Check the PIO buildlog for Trials 33 and 32.
Building pio with output to file /lustre/scratch/x_johnsobk/FHIST_BGC.f09_d025.033.e3/bld/pio.bldlog.201007-210614
Here’s what the config_machines.xml modules look like:
<modules mpilib="mpi-serial">
<command name="load">cray-hdf5/1.10.5.2</command>
<command name="load">cray-netcdf/4.6.3.2</command>
</modules>
<modules mpilib="!mpi-serial">
<command name="load">cray-netcdf-hdf5parallel/4.6.3.2</command>
<command name="load">cray-hdf5-parallel/1.10.5.2</command>
<command name="load">cray-parallel-netcdf/1.11.1.1</command>
</modules>
Maybe we shouldn’t use the restart files for ice_ic?
Trial 032
Attempting to use a continue run instead of a hybrid run.
Error
Did not find continue in valid values for RUN_TYPE: ['startup', 'hybrid', 'branch']
RUN_TYPE = 'continue'
Aha, continue
was permitted in CESM1 but isn’t permitted anymore, so this
doesn’t work.
We can try a startup run next. Alternatively it could be a PIO_TYPENAME
issue?
Trial 031
Attempted to only change NTASKS_PER_INST_ATM
.
Okay this is progress as it results in an error.
Error
130: aborting in ice-pio_ropen with invalid file
130: ERROR: aborting in ice-pio_ropen with invalid file
Is the abort trap signal related to this post?

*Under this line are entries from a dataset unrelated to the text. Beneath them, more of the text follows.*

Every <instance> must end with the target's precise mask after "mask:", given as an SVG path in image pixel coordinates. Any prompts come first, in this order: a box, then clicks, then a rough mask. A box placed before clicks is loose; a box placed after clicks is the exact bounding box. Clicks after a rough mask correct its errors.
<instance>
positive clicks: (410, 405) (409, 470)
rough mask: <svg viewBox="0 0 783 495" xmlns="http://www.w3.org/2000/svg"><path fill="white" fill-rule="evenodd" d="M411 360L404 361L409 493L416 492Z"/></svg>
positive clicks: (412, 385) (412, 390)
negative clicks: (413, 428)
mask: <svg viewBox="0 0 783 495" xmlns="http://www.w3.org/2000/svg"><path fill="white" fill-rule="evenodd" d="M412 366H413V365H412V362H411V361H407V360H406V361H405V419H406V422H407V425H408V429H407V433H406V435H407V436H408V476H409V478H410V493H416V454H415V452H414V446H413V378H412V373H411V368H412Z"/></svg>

In user_nl_cice, and the variable is “ice_ic”. In Kevin’s directory,
/glade/work/raeder/Exp/f.e21.FHIST_BGC.f09_025.CAM6assim.011
, it is set as
ice_ic = 'Rean_spinup_2010.cice_0001.r.2011-01-01-00000.nc'
Hmm…are these files different resolution? Do they need to be both on the atmospheric grid, and not the oceanic grid?
This could be a number of different things:
The initial condition specified incorrectly? Or is the grid specified incorrectly?
What if we just omit ice_ic and see what happens.
This wasn’t a problem before because we were doing a startup run instead of a hybrid run.
Trial 030
Setting: use_tasks_per_node = 16
Which results in this result for our case on Shaheen.
$ cd ${CASEROOT}
$ ./xmlquery NTASKS
NTASKS: ['CPL:108', 'ATM:108', 'LND:108', 'ICE:108', 'OCN:108', 'ROF:108', 'GLC:108', 'WAV:108', 'ESP:36']
Comparing it to Kevin’s configuration for the reanlysis on Cheyenne.
$ cd /glade/work/raeder/Exp/f.e21.FHIST_BGC.f09_025.CAM6assim.011
$ ./xmlquery NTASKS_PER_INST
NTASKS_PER_INST: ['ATM:108', 'LND:108', 'ICE:108', 'OCN:108', 'ROF:108', 'GLC:108', 'WAV:108', 'ESP:36']
So this seems to be the key thing we’re missing.
Trial 029
Trying different nodes per instance: tasks_per_node = 32
and nodes_per_instance = 4
cd /lustre/project/k1421/cases/FHIST_BGC.f09_d025.031.e3/
cp /lustre/project/k1421/DART/models/cam-fv/shell_scripts/cesm2_1/assimilate.csh.template assimilate.csh
./xmlchange DATA_ASSIMILATION_SCRIPT=/lustre/project/k1421/cases/FHIST_BGC.f09_d025.031.e3/assimilate.csh
./case.submit -M begin,end